Dating family photos mate 1 intimate dating
This is one of those charcoal prints many people may have in their collections: And of course cousin Nannie wouldn’t be left out of the latest craze—she took the mid-late 1890s picture below with her daughter Minnie and her son Ulie.
Ulie was born in 1883, so he probably was between 10-12 years old. The turn of the century brought about the Edwardian Era.
Seeing that stiff point is your clue to the timeframe.
Below is a picture of Nannie (left) with her daughter Minnie.
Nannie took another picture, below, in the early 1890s, with those same telltale pointed sleeves.
The mid-late 1890s bought a strange and new phenomenon: the “leg-o-mutton” sleeve. Here is my cousin Mamie Prather of Montgomery Co., MD with the famous sleeves: Shown below are two women who I believe to be my Bradley cousins in Tennessee—the big mutton sleeves are just visible.
Emory University and Virginia Commonwealth are collections that come to mind.
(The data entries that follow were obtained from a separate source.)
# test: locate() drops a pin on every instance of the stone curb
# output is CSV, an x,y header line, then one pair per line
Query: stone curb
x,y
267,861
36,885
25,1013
Du Bois understood the power of images when he assembled a collection of simple photographs of turn of the century African Americans for display at the 1900 Paris Exposition.Missouri’s website captures my feelings perfectly about these pictures: By the late nineteenth century African Americans had the opportunity to participate in the phenomenon of portrait photography.Despite low earnings as barbers, laborers, cooks, or laundresses, they could afford to buy or sew at least one nice suit or an attractive dress.At this time, she would have been around the age of 30.If we could see the back of her skirt, that would tell us a lot as the size and placemen of the bustle changed over the years dramatically. The earliest years in the 1890s—1891-1893—brought a tall stiff point at the very top of women’s sleeves.
Another hallmark of the era was the Shirtwaist, a (usually) white shirt worn with a skirt.